One episode illuminates his love for gimmicks – his midnight visit to vice dens in Bombay soon after his appointment as chief minister. This naturally invited derisive comments. Perhaps Mr Antulay thought of himself as another Haroon al Rashid. But there was no follow up action. Vice continues to prosper in the city.

This was followed by another gimmick – the move to get Shivaji’s possibly non-existent Bhawani sword from the British. He paid a visit to Britain for this purpose but offered no explanation for the inevitable failure of the mission. And, of course, simultaneously he continued to denounce the press, the parliamentary system and the judiciary, apparently in the belief that it will endear him to the leader, Mrs Gandhi. The numerous trusts followed in the latter half of 1980 as if he had come to office with a readymade plan. And, of course in every case, he made sure that they were completely under his control. Has it been a case of megalomania or unbridled ambition, the ambition to succeed Mrs Gandhi if not supplant her as Prime Minister and push her up as President? Who can say?
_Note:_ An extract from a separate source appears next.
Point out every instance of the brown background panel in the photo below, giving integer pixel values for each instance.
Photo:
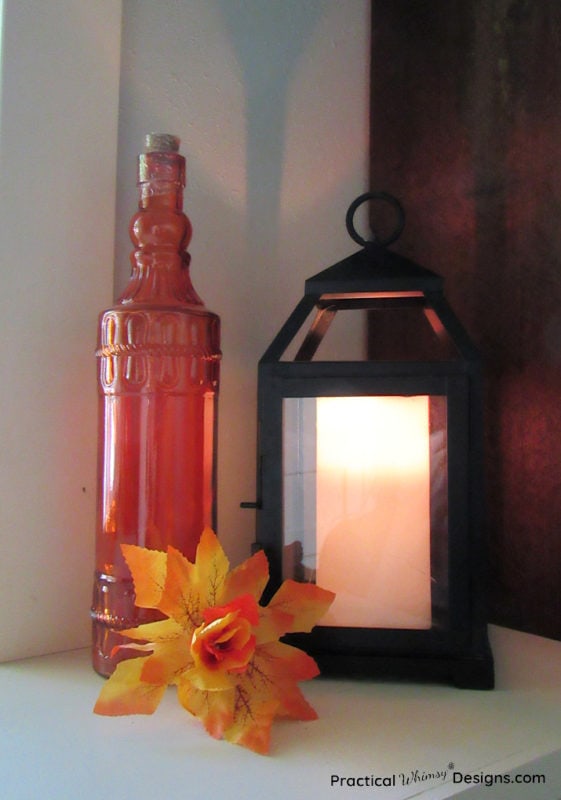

In a different age when personal government was normal or one of many Third World countries where there is hardly any distinction between the public exchequer and the ruler’s personal fortune and where it is quite common for princes to build palaces to demonstrate their power to their kinsmen – Mr Antulay has built a huge bungalow in his small village – he would have hardly attracted any opprobrium. But unfortunately for him, India is not another sheikhdom. It is part of the modern civilised world where the rule of law prevails.

Wild Ambitions

Mr Antulay could obviously not have got away with all that he has for so long if his ministers were not so supine, or if the legislators were not so ready to be “appeased” and frightened or if Mrs Gandhi was able to keep herself properly informed and willing to say “enough is enough”.
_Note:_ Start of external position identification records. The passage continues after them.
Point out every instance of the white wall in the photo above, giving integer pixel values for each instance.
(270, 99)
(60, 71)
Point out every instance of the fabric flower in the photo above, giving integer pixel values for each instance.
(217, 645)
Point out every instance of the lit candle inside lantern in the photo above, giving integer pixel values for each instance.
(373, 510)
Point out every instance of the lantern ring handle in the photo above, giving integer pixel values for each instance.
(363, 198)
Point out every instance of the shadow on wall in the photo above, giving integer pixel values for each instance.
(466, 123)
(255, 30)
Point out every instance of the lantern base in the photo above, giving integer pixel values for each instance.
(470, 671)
It is truly extraordinary that while last June she asked Mr Antulay to remove her name from one of the trusts he had established, she did not care to find out how he had collected the money for it and other trusts. What a pity! How much damage to the system and her own party could have been avoided as a result of timely action? By then it should have been more than obvious to her that Mr Antulay’s personalised style of governance was intended to promote only himself and his own ambitions whatever they are. If Mrs Gandhi was a student of history as her father was, she would have known that history was repeating itself – the history of the post-Aurangzeb Moghul empire when satraps paid only formal obeisance to Delhi and concentrated all effective powers in their own hands.